Ten of those patients were referred to other hospitals for specialist care. Just three of the 11 patients who had a delayed diagnosis were identified through the look-back review of scans.

Other patients were identified when they re-presented to the hospital, while the audit was under way. Also a number of other patients were identified during separate hospital reviews.

The delays in diagnosis and treatment ranged from two days up to 76 weeks.

Nine of the 422 patients identified for recall could not be contacted.

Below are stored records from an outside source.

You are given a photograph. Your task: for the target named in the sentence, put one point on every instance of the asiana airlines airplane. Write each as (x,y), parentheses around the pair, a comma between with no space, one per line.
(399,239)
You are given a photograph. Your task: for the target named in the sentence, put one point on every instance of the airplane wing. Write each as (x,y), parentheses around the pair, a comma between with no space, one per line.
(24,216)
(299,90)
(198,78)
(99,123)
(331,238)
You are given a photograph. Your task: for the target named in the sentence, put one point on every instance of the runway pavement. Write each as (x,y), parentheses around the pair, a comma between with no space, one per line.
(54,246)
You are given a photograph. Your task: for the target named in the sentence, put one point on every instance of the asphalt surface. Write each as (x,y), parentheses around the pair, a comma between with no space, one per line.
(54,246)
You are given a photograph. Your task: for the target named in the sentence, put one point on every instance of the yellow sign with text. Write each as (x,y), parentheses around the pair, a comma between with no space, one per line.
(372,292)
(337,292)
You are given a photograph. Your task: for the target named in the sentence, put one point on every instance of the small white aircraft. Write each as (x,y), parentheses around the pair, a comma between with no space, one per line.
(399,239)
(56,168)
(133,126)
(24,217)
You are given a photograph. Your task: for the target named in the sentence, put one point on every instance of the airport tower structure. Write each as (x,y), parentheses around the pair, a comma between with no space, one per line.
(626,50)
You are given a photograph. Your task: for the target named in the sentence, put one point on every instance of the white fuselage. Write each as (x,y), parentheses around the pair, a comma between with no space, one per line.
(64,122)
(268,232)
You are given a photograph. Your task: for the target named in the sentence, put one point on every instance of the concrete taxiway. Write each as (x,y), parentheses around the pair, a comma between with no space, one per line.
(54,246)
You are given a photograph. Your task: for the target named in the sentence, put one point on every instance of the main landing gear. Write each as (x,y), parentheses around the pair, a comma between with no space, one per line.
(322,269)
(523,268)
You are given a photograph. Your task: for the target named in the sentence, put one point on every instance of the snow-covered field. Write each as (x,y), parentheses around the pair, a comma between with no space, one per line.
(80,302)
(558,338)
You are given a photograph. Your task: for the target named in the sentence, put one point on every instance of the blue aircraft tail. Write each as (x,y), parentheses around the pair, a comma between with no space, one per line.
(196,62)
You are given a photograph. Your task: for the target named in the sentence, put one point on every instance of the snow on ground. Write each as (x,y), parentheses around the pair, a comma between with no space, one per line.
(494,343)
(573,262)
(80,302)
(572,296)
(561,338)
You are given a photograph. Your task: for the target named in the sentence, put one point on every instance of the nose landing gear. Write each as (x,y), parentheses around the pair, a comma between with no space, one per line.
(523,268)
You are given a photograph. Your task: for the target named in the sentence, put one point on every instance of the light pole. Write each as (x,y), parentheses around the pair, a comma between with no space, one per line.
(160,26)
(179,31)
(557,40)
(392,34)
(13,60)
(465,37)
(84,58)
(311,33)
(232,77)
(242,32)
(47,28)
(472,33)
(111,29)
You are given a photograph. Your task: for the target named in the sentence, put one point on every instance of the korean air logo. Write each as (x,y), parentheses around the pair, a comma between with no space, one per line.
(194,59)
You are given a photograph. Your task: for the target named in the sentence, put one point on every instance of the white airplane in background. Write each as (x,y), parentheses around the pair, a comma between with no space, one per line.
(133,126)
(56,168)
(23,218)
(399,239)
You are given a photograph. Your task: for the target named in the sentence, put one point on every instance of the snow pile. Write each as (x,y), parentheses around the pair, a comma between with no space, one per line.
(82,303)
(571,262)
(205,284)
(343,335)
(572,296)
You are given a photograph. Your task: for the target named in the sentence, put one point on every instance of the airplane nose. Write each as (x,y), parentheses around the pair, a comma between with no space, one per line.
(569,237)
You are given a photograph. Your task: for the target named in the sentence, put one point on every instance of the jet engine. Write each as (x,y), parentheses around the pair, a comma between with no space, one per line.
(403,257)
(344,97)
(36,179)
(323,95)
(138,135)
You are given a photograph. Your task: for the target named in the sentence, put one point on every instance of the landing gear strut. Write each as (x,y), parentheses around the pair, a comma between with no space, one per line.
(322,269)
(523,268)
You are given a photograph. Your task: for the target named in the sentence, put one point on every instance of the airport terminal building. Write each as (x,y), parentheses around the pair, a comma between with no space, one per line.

The report says they were patients who were visiting or temporarily living in Kerry at the time of their radiological examination and the contact details they had given were no longer valid.

All of these patients were deemed to be of low risk by the review team.

The review found that there was "a substantial rate of unreported clinically significant findings" requiring review, to determine if patients should be recalled.

The executive summary of the report concludes that while patients were exposed to risk, the majority of patients did not suffer any direct harm.

Overall, it found that 105 scans required immediate referral to a clinical group, as the previously unreported finding was of "potential significant clinical concern".

In the case of 44,831 of the scans, there was agreement with the original report, or a minor abnormality "of no on-going clinical significance" was identified.

In the case of 1,298 other scans, they were reviewed by a clinical subgroup as a previously unreported finding was unlikely to be of clinical significance, however it was felt that the patient might require rescanning.

The review report has said that all patients whose images were referred were reviewed.

The care of patients requiring clinical management has been transferred to the appropriate service.

It said that all patients have been written to with the outcome of their review.

The report said that all patients and their families, where a delay in diagnosis was identified as having a serious impact for the patient, have had full disclosure.

It said that communication continues with all patients and or families through the hospital.

The review recommends that an external review of the radiology department at University Hospital Kerry should be commissioned by the South/South West Hospital Group.

The review said that at national level, the HSE and the Faculty of Radiologists should also work to define acceptable volumes of work for individual radiologists.

It has recommended that the hospital oversee a review and enhancement of the incident reporting process, to ensure it is capturing disparities between the clinical diagnosis and the subsequent radiological report.

There should be monthly business reports for the radiology department, with defined and agreed metrics.

It has also made recommendations for quality monitoring, improvement of services, peer review and performance monitoring for professional staff.

Patients of University Hospital Kerry who have any concerns following the publication of the look-back review report can contact the helpline on 1800 742 900.

It will operate up to 9pm this evening, and from 9am - 5pm from tomorrow onwards. 

The helpline captures patient contact details, which are passed onto clinicians for further contact.